Valens Semiconductor Announces Effectiveness of Registration Statement for Proposed Business Combination with PTK Acquisition Corp.
August 30, 2021
HOD HASHARON, Israel and NEW YORK, August 30, 2021 – Valens Semiconductor, Ltd. (“Valens”), a premier provider of high-speed connectivity solutions for the audio-video and automotive markets, announced today that the registration statement on Form F-4 (as amended, the “Registration Statement”) related to the previously announced business combination (the “Business Combination”) with PTK Acquisition Corp. (NYSE: PTK) (“PTK”), a special purpose acquisition company, has been declared effective by the Securities and Exchange Commission (“SEC”). Subsequent to the effectiveness of the Registration Statement, PTK will commence mailing the definitive proxy statements /prospectus relating to the Special Meeting of PTK’s Shareholders to be held on September 28, 2021, in connection with the Business Combination. The proxy statement/prospectus is being mailed to PTK’s shareholders of record as of the close of business on September 7, 2021 (the “Record Date”). Notice of the special meeting, the definitive proxy statement/prospectus and other relevant documents will be mailed on or about September 8, 2021, to shareholders of record as of the Record Date.
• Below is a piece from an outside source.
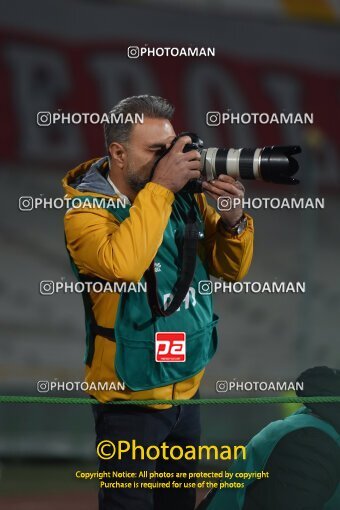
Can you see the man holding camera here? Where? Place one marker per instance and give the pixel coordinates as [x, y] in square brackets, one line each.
[171, 240]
PTK’s common stock is currently traded on NYSE under the symbol “PTK.” PTK’s warrants are currently traded on NYSE under the symbol “PTK.W” and PTK’s units issued in connection with PTK’s initial public offering that have not separated are currently traded on NYSE under the symbol “PTK.U.” Upon completion of the transaction, the combined company will be called Valens and the Valens ordinary shares will trade on the New York Stock Exchange under the symbol “VLN” and the Valens warrants under “VLNW.” The transaction is expected to close in the fall of 2021, subject to approval by PTK shareholders and other customary closing conditions.
About Valens
Valens is a leading provider of semiconductor products, pushing the boundaries of connectivity by enabling long-reach, high-speed video and data transmission for the audio-video and automotive industries. Valens’ Emmy® award-winning HDBaseT technology is the leading standard in the professional audio-video market with tens of millions of Valens’ chipsets integrated into thousands of HDBaseT-enabled products. Valens Automotive is a key enabler of the evolution of autonomous driving, providing chipsets that are on the road in vehicles around the world. The underlying technology has been selected to become the basis for MIPI A-PHY, the global standard for automotive connectivity. Founded in 2006, Valens is based in Hod Hasharon, Israel, with offices in the US, Europe and Asia. For more information: www.valens.com.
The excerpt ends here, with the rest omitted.